Create at least 12 golden tasks: 6 normal cases, 3 edge cases, and 3 adversarial cases targeting stale retrieval. A passing result must cite the evidence source and state confidence.

Rollout plan

Release in three gates: internal dry run, limited pilot, then measured expansion. Each gate must show evidence that explicit unknown handling is true in practice, not only in documentation.

Recommended Decision

Proceed with a narrow pilot focused on source documents and chunk samples. Treat stale retrieval as the primary launch blocker.
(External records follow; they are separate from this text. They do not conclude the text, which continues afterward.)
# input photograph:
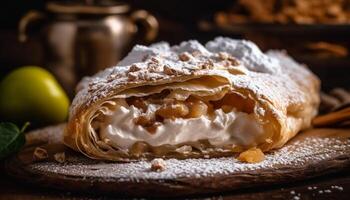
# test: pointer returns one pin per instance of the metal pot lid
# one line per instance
(87, 7)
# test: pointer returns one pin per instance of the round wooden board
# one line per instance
(312, 153)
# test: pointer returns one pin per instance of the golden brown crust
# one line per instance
(285, 100)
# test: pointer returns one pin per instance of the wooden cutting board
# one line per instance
(312, 153)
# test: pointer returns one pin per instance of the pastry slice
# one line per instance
(191, 101)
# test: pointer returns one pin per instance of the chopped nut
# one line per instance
(227, 57)
(144, 120)
(223, 55)
(40, 154)
(196, 53)
(269, 140)
(207, 65)
(138, 148)
(158, 164)
(233, 61)
(227, 108)
(154, 60)
(253, 155)
(173, 111)
(185, 56)
(60, 157)
(184, 149)
(169, 71)
(134, 68)
(132, 76)
(197, 109)
(138, 103)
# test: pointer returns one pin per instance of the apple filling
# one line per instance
(162, 123)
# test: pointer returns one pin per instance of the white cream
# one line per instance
(225, 128)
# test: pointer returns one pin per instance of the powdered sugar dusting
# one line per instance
(310, 150)
(156, 60)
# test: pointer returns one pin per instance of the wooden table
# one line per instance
(319, 188)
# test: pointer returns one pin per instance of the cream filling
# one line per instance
(236, 128)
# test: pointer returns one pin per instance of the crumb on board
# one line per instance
(40, 154)
(253, 155)
(60, 157)
(158, 164)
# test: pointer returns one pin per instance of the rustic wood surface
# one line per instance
(24, 169)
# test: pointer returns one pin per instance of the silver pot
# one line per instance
(81, 39)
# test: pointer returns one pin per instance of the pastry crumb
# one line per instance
(60, 157)
(185, 56)
(253, 155)
(40, 154)
(158, 164)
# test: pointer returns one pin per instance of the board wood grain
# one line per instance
(311, 154)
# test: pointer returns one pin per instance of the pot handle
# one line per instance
(28, 18)
(148, 21)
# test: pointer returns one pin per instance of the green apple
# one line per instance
(32, 94)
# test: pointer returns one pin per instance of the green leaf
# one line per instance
(11, 139)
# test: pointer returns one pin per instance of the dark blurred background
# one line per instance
(179, 20)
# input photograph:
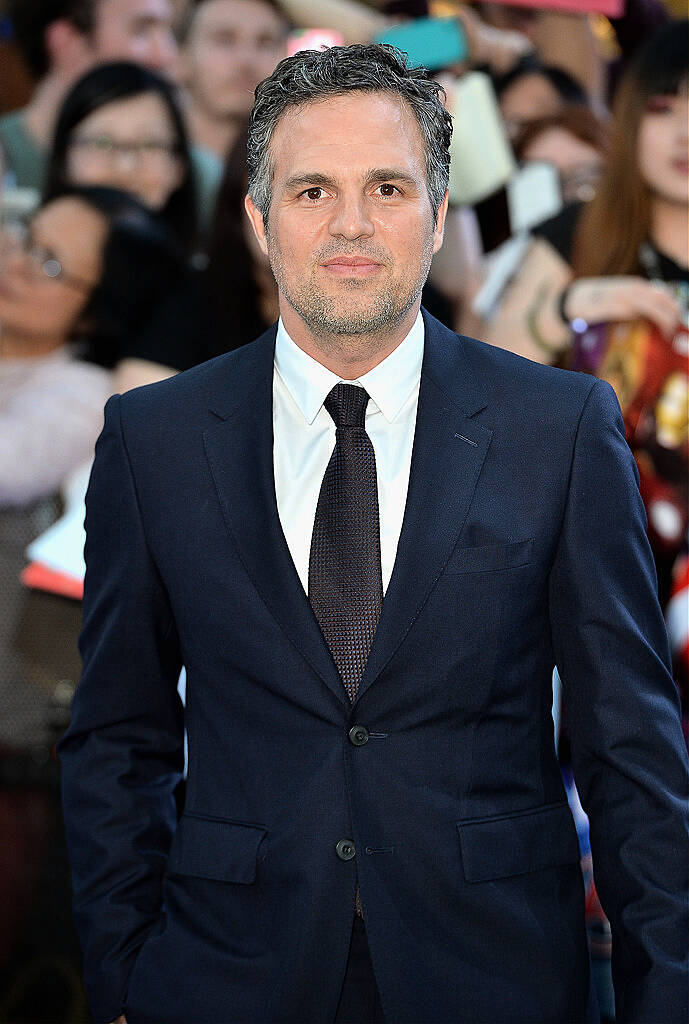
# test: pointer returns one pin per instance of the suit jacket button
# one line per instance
(358, 734)
(345, 849)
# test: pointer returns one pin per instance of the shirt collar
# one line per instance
(389, 384)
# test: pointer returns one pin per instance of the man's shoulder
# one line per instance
(510, 381)
(212, 384)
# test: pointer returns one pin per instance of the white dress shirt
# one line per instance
(304, 438)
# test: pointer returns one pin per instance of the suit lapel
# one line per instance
(239, 448)
(448, 451)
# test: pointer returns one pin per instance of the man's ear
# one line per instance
(439, 228)
(256, 218)
(69, 49)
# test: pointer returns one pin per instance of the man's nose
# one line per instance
(351, 218)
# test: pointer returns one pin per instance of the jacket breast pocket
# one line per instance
(517, 844)
(217, 849)
(489, 557)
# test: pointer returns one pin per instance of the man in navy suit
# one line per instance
(389, 842)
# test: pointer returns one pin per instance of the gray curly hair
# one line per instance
(310, 75)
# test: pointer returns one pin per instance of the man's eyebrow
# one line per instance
(303, 180)
(376, 174)
(390, 174)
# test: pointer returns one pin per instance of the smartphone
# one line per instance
(433, 42)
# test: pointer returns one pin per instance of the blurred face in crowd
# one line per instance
(529, 98)
(661, 147)
(135, 30)
(231, 46)
(128, 144)
(47, 275)
(350, 231)
(578, 163)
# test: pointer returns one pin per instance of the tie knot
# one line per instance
(347, 404)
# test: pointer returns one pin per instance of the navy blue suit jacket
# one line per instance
(522, 546)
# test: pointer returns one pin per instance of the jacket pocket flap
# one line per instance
(208, 848)
(490, 557)
(517, 844)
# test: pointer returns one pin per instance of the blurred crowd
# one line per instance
(126, 256)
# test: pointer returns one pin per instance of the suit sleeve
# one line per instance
(123, 754)
(628, 751)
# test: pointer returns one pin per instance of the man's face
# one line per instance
(350, 231)
(232, 45)
(135, 30)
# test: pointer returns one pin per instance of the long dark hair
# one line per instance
(229, 278)
(620, 211)
(142, 264)
(106, 84)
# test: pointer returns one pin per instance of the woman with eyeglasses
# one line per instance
(75, 288)
(121, 126)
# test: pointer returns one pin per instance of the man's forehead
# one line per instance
(360, 120)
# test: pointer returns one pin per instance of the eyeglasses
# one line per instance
(42, 261)
(103, 147)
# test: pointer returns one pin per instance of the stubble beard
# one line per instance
(333, 321)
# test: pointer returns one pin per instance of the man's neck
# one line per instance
(349, 356)
(41, 112)
(211, 133)
(15, 346)
(670, 223)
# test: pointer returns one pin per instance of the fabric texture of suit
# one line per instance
(522, 546)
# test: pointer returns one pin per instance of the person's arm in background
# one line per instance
(629, 756)
(355, 22)
(457, 269)
(529, 321)
(48, 431)
(122, 756)
(131, 373)
(567, 41)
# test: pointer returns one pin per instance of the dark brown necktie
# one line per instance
(345, 585)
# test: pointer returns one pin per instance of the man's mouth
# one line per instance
(351, 266)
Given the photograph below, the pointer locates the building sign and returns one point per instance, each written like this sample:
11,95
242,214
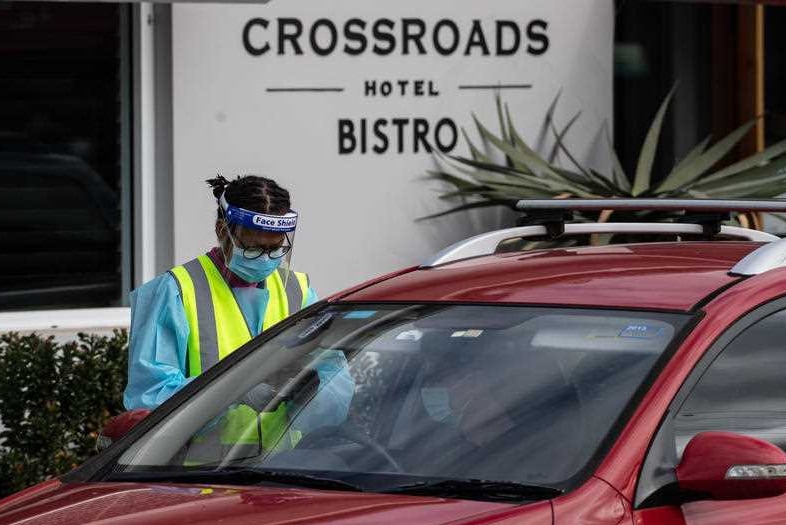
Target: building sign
347,104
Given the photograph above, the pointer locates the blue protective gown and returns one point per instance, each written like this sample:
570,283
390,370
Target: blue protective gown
158,347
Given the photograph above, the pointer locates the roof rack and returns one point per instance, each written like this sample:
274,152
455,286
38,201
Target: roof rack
548,217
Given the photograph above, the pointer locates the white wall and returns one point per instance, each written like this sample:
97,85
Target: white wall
358,210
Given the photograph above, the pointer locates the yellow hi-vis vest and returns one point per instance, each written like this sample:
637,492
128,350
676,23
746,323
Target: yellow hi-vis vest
217,328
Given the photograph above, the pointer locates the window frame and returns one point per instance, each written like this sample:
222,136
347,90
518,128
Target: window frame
657,475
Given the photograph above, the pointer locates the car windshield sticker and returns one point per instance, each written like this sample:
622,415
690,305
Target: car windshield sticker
641,331
409,335
467,333
316,325
360,314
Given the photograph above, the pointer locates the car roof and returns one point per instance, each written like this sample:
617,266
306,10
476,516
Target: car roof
662,276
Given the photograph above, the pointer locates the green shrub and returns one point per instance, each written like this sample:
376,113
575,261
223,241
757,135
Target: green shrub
54,399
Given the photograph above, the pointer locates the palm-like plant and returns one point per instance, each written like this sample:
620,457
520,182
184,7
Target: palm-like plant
522,173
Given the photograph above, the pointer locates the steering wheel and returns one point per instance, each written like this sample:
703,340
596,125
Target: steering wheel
350,434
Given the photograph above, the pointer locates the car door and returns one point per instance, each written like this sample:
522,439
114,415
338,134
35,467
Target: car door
739,387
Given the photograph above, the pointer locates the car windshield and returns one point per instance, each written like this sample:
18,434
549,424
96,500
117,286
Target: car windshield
398,397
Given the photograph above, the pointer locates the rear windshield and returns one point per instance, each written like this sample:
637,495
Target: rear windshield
511,393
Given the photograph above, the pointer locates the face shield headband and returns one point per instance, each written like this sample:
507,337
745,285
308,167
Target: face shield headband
258,221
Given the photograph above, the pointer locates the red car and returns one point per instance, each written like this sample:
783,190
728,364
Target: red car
627,383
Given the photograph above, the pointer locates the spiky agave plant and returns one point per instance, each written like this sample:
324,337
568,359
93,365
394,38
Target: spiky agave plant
522,173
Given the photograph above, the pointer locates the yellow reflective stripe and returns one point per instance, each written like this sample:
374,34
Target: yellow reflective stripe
189,306
302,280
277,307
232,331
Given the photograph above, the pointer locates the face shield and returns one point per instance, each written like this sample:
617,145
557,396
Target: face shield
261,242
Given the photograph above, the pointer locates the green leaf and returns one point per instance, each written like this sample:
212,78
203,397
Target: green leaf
708,159
450,178
752,182
641,182
560,145
474,151
524,155
753,161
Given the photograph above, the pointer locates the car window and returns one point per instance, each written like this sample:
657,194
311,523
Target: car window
743,390
511,393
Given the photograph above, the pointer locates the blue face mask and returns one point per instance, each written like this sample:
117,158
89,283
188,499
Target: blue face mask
252,270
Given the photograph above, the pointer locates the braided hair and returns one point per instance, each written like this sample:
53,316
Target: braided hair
251,192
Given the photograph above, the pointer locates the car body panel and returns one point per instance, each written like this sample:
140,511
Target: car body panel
622,464
663,276
595,502
142,503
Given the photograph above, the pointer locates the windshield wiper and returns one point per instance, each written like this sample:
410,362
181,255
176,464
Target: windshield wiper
477,489
241,476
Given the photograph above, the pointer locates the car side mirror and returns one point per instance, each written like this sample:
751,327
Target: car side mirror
723,465
119,426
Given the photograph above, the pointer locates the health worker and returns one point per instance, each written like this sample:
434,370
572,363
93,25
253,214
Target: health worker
186,320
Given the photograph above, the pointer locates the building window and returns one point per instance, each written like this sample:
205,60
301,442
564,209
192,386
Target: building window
64,144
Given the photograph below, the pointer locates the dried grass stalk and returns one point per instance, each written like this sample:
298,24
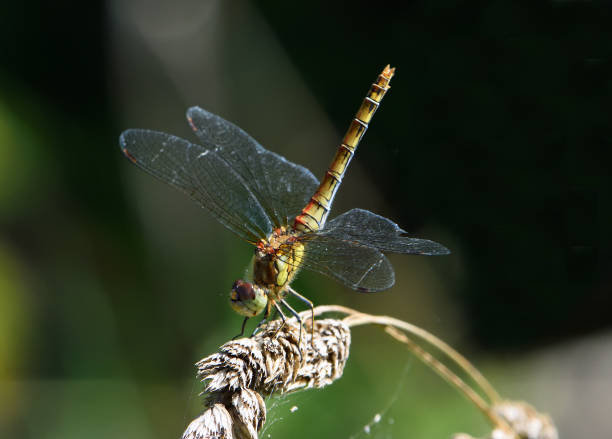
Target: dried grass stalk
275,360
525,423
278,360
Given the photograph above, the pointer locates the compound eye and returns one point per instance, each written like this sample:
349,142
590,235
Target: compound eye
247,299
244,291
The first milestone should prove that the workflow produces a usable RAG blueprint, source policy, and retrieval eval plan with clear evidence, named owners, and a review path for ambiguous cases.

Expected quality checks

  • The result is specific to RAG ingestion, retrieval quality, citation design, and knowledge base governance.
  • It includes the required sections: Use case framing, Agent responsibilities, Tools and permissions, Memory and context, Evals and guardrails, Rollout plan.
  • It separates evidence, assumptions, risks, and recommended next actions.
  • It includes practical verification steps, not only generic advice.
  • It names the most important failure mode for this domain: stale retrieval.

Reuse note

Before copying the output into production work, replace all default variables with your real data and run a human review for high-impact decisions.

README

README.md

RAG Knowledge Ops: Agent System Blueprint

Use this prompt when you need agent architecture, tool contract, memory policy, eval plan, and launch guardrails for RAG ingestion, retrieval quality, citation design, and knowledge base governance.

Best for

  • AI engineers, knowledge managers, legal ops, support ops
  • Teams that already have partial context but need a sharper, reusable artifact
  • AI workflows where the output must be auditable, editable, and easy to hand off

How to use

  1. Replace the variables in the prompt with your real project context.
  2. Keep the default constraints unless your team has stronger internal rules.
  3. Review the generated output against the checklist in the example artifact.

Design notes

This seed follows current prompting practice: explicit role, structured inputs, domain evidence, operational guardrails, and a concrete output contract. It is written in English for international PromptHub users.